Recognizing that as the world capital for technology and innovation, Silicon Valley cannot take its economic position for granted anymore. As the global economy evolves, the Bay Area's business leaders recognize the need for aggressive outreach to other innovation centers to keep the region ahead of the curve.

In the same week, a memorandum of understanding to enhance cooperation on brownfield remediation was signed between Cherokee, a member of the Bay Area Council, and the Yangpu District government.

This MOU represents the first step of the cleanup and reuse of brownfields to ensure environmentally responsible development and allow for key lands to be put to productive use. The participants also intend to engage in a scientific policy dialogue and will create and build Brownfield Remediation Research Institute in Yangpu, as part of the Knowledge and Innovation Community.

In January, Yangpu was designated as an official "Innovation Zone" by the central government due to its ability to attract venture capitalists and entrepreneurs.
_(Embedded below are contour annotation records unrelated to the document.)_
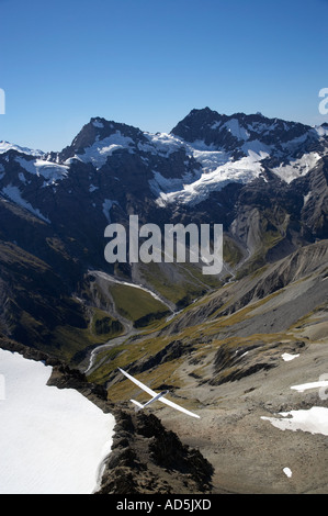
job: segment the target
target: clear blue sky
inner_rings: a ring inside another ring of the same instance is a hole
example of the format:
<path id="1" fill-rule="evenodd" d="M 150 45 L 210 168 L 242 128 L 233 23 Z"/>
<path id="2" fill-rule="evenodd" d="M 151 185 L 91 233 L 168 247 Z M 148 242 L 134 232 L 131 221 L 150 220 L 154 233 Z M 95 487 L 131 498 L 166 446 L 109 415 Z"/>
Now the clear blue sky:
<path id="1" fill-rule="evenodd" d="M 169 132 L 193 108 L 328 120 L 328 0 L 0 0 L 0 139 L 69 145 L 91 116 Z"/>

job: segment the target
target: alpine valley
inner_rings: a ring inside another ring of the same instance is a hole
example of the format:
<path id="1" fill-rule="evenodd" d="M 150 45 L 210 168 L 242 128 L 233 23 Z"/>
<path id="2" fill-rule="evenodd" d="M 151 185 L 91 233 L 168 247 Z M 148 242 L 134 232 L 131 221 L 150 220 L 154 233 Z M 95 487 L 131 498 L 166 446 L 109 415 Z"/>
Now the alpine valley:
<path id="1" fill-rule="evenodd" d="M 223 224 L 222 272 L 106 262 L 131 215 Z M 328 124 L 205 108 L 0 142 L 0 346 L 115 415 L 100 493 L 327 493 Z M 118 367 L 201 418 L 136 414 Z"/>

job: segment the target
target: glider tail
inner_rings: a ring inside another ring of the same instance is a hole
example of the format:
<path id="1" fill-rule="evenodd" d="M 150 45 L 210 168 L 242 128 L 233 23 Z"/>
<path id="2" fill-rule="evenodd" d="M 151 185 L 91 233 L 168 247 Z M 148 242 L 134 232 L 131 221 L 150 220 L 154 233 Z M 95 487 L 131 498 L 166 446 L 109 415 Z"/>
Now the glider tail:
<path id="1" fill-rule="evenodd" d="M 129 401 L 136 405 L 135 407 L 136 412 L 139 412 L 142 408 L 144 408 L 144 405 L 142 405 L 142 403 L 136 402 L 135 400 L 129 400 Z"/>

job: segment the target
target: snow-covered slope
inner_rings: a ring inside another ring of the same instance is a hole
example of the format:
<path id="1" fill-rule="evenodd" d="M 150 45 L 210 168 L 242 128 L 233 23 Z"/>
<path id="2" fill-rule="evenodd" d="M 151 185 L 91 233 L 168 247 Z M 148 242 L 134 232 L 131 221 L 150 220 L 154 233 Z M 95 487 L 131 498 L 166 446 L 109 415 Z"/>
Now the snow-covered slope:
<path id="1" fill-rule="evenodd" d="M 113 193 L 120 181 L 121 191 L 124 181 L 124 188 L 139 189 L 160 207 L 196 205 L 228 183 L 268 180 L 268 171 L 290 183 L 313 170 L 327 149 L 326 124 L 310 127 L 260 113 L 228 116 L 208 108 L 193 110 L 170 134 L 150 134 L 94 117 L 61 153 L 44 154 L 1 142 L 0 192 L 48 221 L 47 206 L 37 204 L 39 197 L 31 199 L 33 184 L 55 193 L 63 183 L 61 190 L 71 193 L 75 170 L 79 184 L 84 184 L 88 173 L 86 191 L 93 197 L 111 178 L 110 194 L 101 205 L 106 199 L 120 204 L 120 195 Z"/>

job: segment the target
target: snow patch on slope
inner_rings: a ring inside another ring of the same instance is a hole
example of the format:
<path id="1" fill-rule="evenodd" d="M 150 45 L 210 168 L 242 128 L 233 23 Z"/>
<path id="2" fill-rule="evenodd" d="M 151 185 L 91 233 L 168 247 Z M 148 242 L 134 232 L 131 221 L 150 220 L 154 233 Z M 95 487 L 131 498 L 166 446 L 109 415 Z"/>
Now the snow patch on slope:
<path id="1" fill-rule="evenodd" d="M 302 158 L 291 159 L 289 164 L 281 164 L 279 167 L 272 168 L 272 171 L 287 183 L 294 179 L 306 176 L 319 161 L 318 153 L 304 154 Z"/>
<path id="2" fill-rule="evenodd" d="M 121 131 L 111 134 L 104 139 L 95 141 L 90 147 L 84 148 L 84 154 L 79 154 L 70 159 L 79 159 L 83 162 L 91 162 L 97 170 L 103 167 L 109 156 L 115 150 L 127 149 L 134 154 L 135 143 L 129 136 L 124 136 Z"/>
<path id="3" fill-rule="evenodd" d="M 33 150 L 27 147 L 21 147 L 20 145 L 14 145 L 2 139 L 0 142 L 0 154 L 8 153 L 8 150 L 16 150 L 18 153 L 26 154 L 29 156 L 44 156 L 45 154 L 42 150 Z"/>

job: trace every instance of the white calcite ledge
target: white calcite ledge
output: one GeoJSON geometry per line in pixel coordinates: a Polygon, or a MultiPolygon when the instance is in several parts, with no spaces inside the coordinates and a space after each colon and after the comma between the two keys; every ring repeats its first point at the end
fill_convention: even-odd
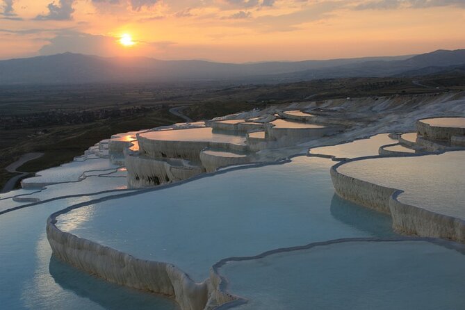
{"type": "Polygon", "coordinates": [[[222,167],[249,163],[252,159],[236,153],[204,150],[200,152],[200,161],[207,172],[213,172],[222,167]]]}
{"type": "Polygon", "coordinates": [[[428,140],[450,141],[454,136],[465,136],[465,117],[433,117],[419,120],[416,122],[416,129],[419,135],[428,140]],[[436,124],[434,122],[437,120],[447,120],[448,119],[451,120],[450,125],[447,125],[448,122],[446,121],[443,122],[443,124],[436,124]],[[463,123],[463,124],[460,126],[459,123],[463,123]]]}
{"type": "Polygon", "coordinates": [[[151,158],[127,154],[124,164],[130,188],[154,186],[189,179],[205,172],[188,161],[175,158],[151,158]]]}
{"type": "Polygon", "coordinates": [[[215,130],[247,133],[263,130],[263,124],[247,122],[245,120],[225,120],[209,121],[207,124],[215,130]]]}
{"type": "Polygon", "coordinates": [[[173,297],[183,310],[209,310],[236,297],[220,289],[221,279],[196,283],[175,266],[139,259],[109,247],[62,231],[55,224],[67,209],[50,215],[47,237],[57,259],[106,281],[173,297]]]}
{"type": "MultiPolygon", "coordinates": [[[[245,138],[243,138],[244,142],[245,138]]],[[[225,151],[246,152],[245,144],[208,140],[179,141],[156,140],[138,135],[139,152],[153,158],[183,158],[198,163],[200,152],[206,148],[220,149],[225,151]]]]}
{"type": "MultiPolygon", "coordinates": [[[[369,158],[360,158],[356,161],[369,158]]],[[[401,190],[382,186],[339,172],[338,168],[348,163],[339,163],[332,167],[330,170],[335,191],[339,196],[390,214],[394,229],[400,233],[442,238],[465,243],[465,221],[401,202],[398,199],[398,195],[403,193],[401,190]]]]}

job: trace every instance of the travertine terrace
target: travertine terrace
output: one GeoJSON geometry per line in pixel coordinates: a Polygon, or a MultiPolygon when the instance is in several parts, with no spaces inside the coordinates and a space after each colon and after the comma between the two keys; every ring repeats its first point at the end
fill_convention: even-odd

Nowadays, the district takes advantage of its industries such as modern design, electronics and information, education, energy-saving and environmental protection.

"Yangtze River Delta needs more innovation to create a low-carbon economy. Creation requires venture capital and the latest technology," says Vincent Lo, chairman of the Yangtze Council and founder, chairman and CEO of the Shui On Group.

"With the office established, the groundwork is prepared and the foundation is laid for bilateral benefit."

With an educated workforce and knowledge-based economy, Yangpu will provide more opportunities both for professionals and for local companies.

"So many of the people and companies that make our economy vibrant -- venture capitalists, clean-tech start-ups, IT companies, architects and health care companies -- badly want access to the knowledge, talent and customers of China, but don't know where to start," says Lloyd Dean, president and CEO of Catholic Healthcare West, and chairman of the Bay Area Council.

"This office will help them do it. If you are a Chinese company that wants to partner with a Silicon Valley-San Francisco Bay Area business, give us a call."

Dean says it was his first visit to Shanghai and he promised it would not be the last.

"I'm so touched by the spirit of the World Expo Shanghai. China sits at the hub of the world and Yangpu could be its gateway."